You may have heard this before, but the digital age revolves around the concept of engagement. (And in reality, that’s just a more appealing name for plain ol’ talking.) That’s why a multilingual presence on social media is key.
The term ‘engagement’ is most relevant when it comes to social media. That’s because building a strong presence online means you need to create a “brand” that people actively pay attention to. It’s not enough to have 100,000 followers — if those people don’t react to your posts, reply to your tweets, or share your content, then you may as well only have 10 followers.
A big key in that process is taking advantage of multilingual features. Social media platforms aim to be successful around the world, and that means they invest in ways to help people connect with each other. In many cases, that means allowing for a multilingual presence on social media.
Shared language builds trust
One Facebook study showed that Hispanic consumers have a better opinion of American brands that advertise in Spanish. That’s because seeing something in our own language establishes a sense of understanding, trust, and respect.
If you want these people to engage with you on social media, you’ll need to establish a relationship first. This is true whether you manage a corporate account, a client account, or your own personal brand. And regardless of which of those applies to you, there are a few steps you’ll need to take in order to build a multilingual presence on social media.
Know your target audience
This may sound obvious, but the truth is that growing an audience means a longer list of expectations.
Every social media platform and website hosting service offers user analytics. This gives you information on who is checking out your content, where they live, and any known language preferences they might have. This can be invaluable in both growing your audience (understanding who follows you) and engaging with them (speaking directly to them).
Trust translators, not web tools
It can be convenient for someone to use Google Translate and feel like they’ve done enough to engage a new group of people. But the reality is that these free tools have significant limitations that you can overcome when you invest in a legitimate translation service.
Native speakers will know if you copied and pasted text into a free, basic translation tool; very few of them capture the nuances of conversational language. And that’s especially true when it comes to things like hashtags, which rely on an understanding of the language as well as cultural/regional influences.
Hashtags are a complex topic with different rules and expectations depending on the platform. But if you use them correctly, you can make a strong statement and build trust with a new group of people more easily than ever.
Keep the content relevant
Remember that Facebook study from earlier? Well, those results also showed that the same group of surveyed users — Hispanic people living in the U.S. — often see translated content that is either too literal or too loose. Finding the sweet spot makes all the difference.
Many factors contribute to a piece of content’s relevance. Timeliness is one major factor and obviously speaking to someone in their native language is another. But tying in culturally appropriate content is more than just good hashtags or the occasional joke.

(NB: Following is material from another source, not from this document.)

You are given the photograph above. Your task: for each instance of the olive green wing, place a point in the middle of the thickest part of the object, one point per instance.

There’s also the creative side to think about. For example, are you using background music that works across cultures, like royalty free lofi hip hop?

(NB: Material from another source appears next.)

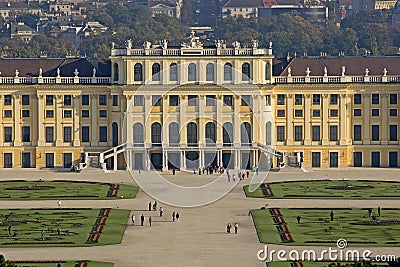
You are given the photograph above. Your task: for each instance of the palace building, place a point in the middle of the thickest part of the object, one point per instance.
(190, 104)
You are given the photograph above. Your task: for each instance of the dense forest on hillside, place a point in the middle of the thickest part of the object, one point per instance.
(368, 32)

Think through a localization lens
Localization has become increasingly important for most business sectors. And that’s because it’s more than just translating: it is workshopping and tailoring something for a specific audience. And since more than 80% of localized ads outperform English versions, it’s safe to assume international and non-English audiences value this approach.
It’s worth noting that localization and the technical side of translating content is usually something that a professional translation agency provides. That particular skill is something that’s worth paying for because it serves as a vote of confidence with a multilingual audience.
Multilingual presence on social media means multiple accounts
The downside for translating content on social media is that you can’t post something 10 times in 10 different languages. And it’s not enough to reply to comments in someone’s native language, although that certainly can help bridge the gap with a multilingual audience.
To really capitalize on localization and all the benefits of a multilingual audience, you’ll need to invest in multiple social media profiles. That means different Facebook pages, different Twitter handles, etc. (This is a common thing for marketers, but it can also work for personal brands.)
This provides a much more seamless way to localize content without having to repost something multiple times. As an added benefit, you can create a sense of community where people can engage with you as well as others who speak their language and share their culture.
Understand the available tools
As previously mentioned, different social media platforms offer different language tools. If you take advantage of Pages on Facebook, you can post something in multiple languages and Facebook will default to showing that content in a user’s preferred language (if available).
However, you won’t find a similar, built-in feature on other platforms. Unfortunately, the language capabilities of these platforms don’t make it as easy to, for example, add music to a video. While social media sites support dozens of languages, the only way to take advantage of that is with paid ad campaigns that target users based on language.
But banner ads don’t help you build your social media engagement: they’re used to generate conversions and sales. If you really want to build a multilingual presence, you’re going to have to take advantage of some third-party resources to help you translate content, manage your accounts, and make sure you’re using user data to keep improving over time.
At the end of the day, translating content is a specialty job, but it’s a pivotal part of building a social media plan that resonates with people from different countries and linguistic backgrounds.
As communication and engagement continue to become central pillars of any good growth strategy, language will only grow more important. And a good translation service — along with other social media-focused tools — should be the foundation for you to build your multilingual presence on social media, whichever one you choose.